I can only read one book at a time and, God knows, I have a pile as high as, ooh, this to get through already. I continually try not to buy any more books when I go out. And I continually fail.

I don’t want a flash car. I don’t actually want a car at all, as it happens. I’m stuck with one at the moment, because the work that actually provides me with a tenuous living requires it. If I no longer did that work, I would probably get rid of the car.

A bigger house? No, not really. Perhaps one further out of town, though.

There is travel, of course. More trips to India and Nepal, for a start. But again, time is not infinite, and there would be a limit to how many different places I could go. Would I stay in luxury hotels, then? No. I have no desire to do that. Fly first class? That is probably the one thing I would do. I am tall, and the leg-room on most flights is a little mean even for children. And then my back causes me so much pain at the best of times that any long-haul flight is extremely uncomfortable.

We all use language carelessly at times. What do I mean by rich? Well, possibly something different to what you would mean, then again, possibly not. For some people, the idea of being rich means having virtually unlimited money so that they can buy every conceivable luxury. For others, it simply means not having to worry about whether they can make ends meet in day to day life, and that is the category that I fall into.

I have known people who earn heady amounts of money yet do not consider themselves rich, because they find it too easy to spend it almost as fast as they earn it.
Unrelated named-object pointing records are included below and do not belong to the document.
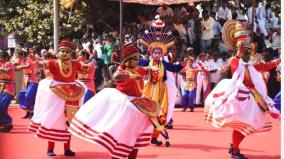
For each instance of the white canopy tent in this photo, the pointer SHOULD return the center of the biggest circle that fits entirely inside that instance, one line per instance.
(146, 2)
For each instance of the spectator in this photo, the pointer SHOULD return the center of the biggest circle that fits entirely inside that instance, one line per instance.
(223, 13)
(271, 18)
(260, 19)
(217, 28)
(99, 76)
(165, 12)
(115, 60)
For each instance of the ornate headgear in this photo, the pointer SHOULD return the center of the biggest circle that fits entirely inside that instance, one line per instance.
(233, 32)
(129, 50)
(67, 3)
(157, 37)
(65, 43)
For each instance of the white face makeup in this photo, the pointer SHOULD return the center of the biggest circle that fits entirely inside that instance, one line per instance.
(64, 53)
(157, 54)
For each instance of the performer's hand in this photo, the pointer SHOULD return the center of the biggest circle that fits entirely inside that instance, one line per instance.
(139, 77)
(154, 68)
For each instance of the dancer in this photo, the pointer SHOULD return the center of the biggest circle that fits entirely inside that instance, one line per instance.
(188, 97)
(277, 98)
(87, 76)
(7, 91)
(57, 100)
(118, 118)
(27, 94)
(241, 103)
(157, 40)
(202, 81)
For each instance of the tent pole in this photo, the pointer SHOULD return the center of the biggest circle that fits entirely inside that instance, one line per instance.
(55, 25)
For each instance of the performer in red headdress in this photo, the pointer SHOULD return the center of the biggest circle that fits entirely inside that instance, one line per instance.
(57, 100)
(7, 90)
(118, 118)
(157, 40)
(241, 103)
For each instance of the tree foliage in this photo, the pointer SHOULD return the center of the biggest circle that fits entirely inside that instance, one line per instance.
(32, 20)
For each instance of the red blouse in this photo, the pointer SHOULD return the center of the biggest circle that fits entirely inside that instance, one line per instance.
(53, 67)
(259, 67)
(132, 87)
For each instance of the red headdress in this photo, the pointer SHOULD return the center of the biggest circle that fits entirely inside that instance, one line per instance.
(129, 50)
(157, 37)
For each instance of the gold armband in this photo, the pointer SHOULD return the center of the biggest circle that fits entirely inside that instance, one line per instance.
(132, 76)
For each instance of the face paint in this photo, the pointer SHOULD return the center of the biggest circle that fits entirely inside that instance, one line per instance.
(64, 53)
(157, 54)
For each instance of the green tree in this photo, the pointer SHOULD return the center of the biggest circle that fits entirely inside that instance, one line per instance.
(32, 20)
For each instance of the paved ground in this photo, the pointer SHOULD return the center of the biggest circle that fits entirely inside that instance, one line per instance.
(191, 138)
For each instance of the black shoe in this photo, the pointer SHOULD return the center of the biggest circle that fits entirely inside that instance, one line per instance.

I have known others who would consider themselves rich if they came into a very modest windfall.

Today, in the affluent western world at least, the vast majority of us are rich, although we don’t recognise it. Why? Modern advertising is insidious and relentless and companies spend billions of pounds each year persuading us all that we cannot live without their products, that we all have a right to them and that we want (and deserve) them.

And that we want them now.

This has meant that luxury fripperies have come to be seen as necessities.

Audiences watching TV programs, or walking down their high streets, or opening magazines, are constantly bombarded with an unending stream of images of luxury goods that they are told are rightfully theirs, and which are paraded by their football or ‘reality’ TV heroes.

What these advertisers don’t want us to see is that the trash they are pushing is unnecessary and does nothing to enrich our lives.

Now, where was I?

Oh yes, I just have to nip out for a loaf of bread.

Of course, it has to be an artisan-crafted Estonian cob loaf made with organic Bulgar wheat flour milled under a full moon and leavened with yeasts descended from the very yeasts used by the court baker of Peter the Great of Russia and baked for thirty seven and a quarter minutes in a bread oven fired with birch logs and scented with juniper and a teaspoonful of fuller’s earth.

It will be damned expensive, but I DESERVE IT AND I WANT IT NOW.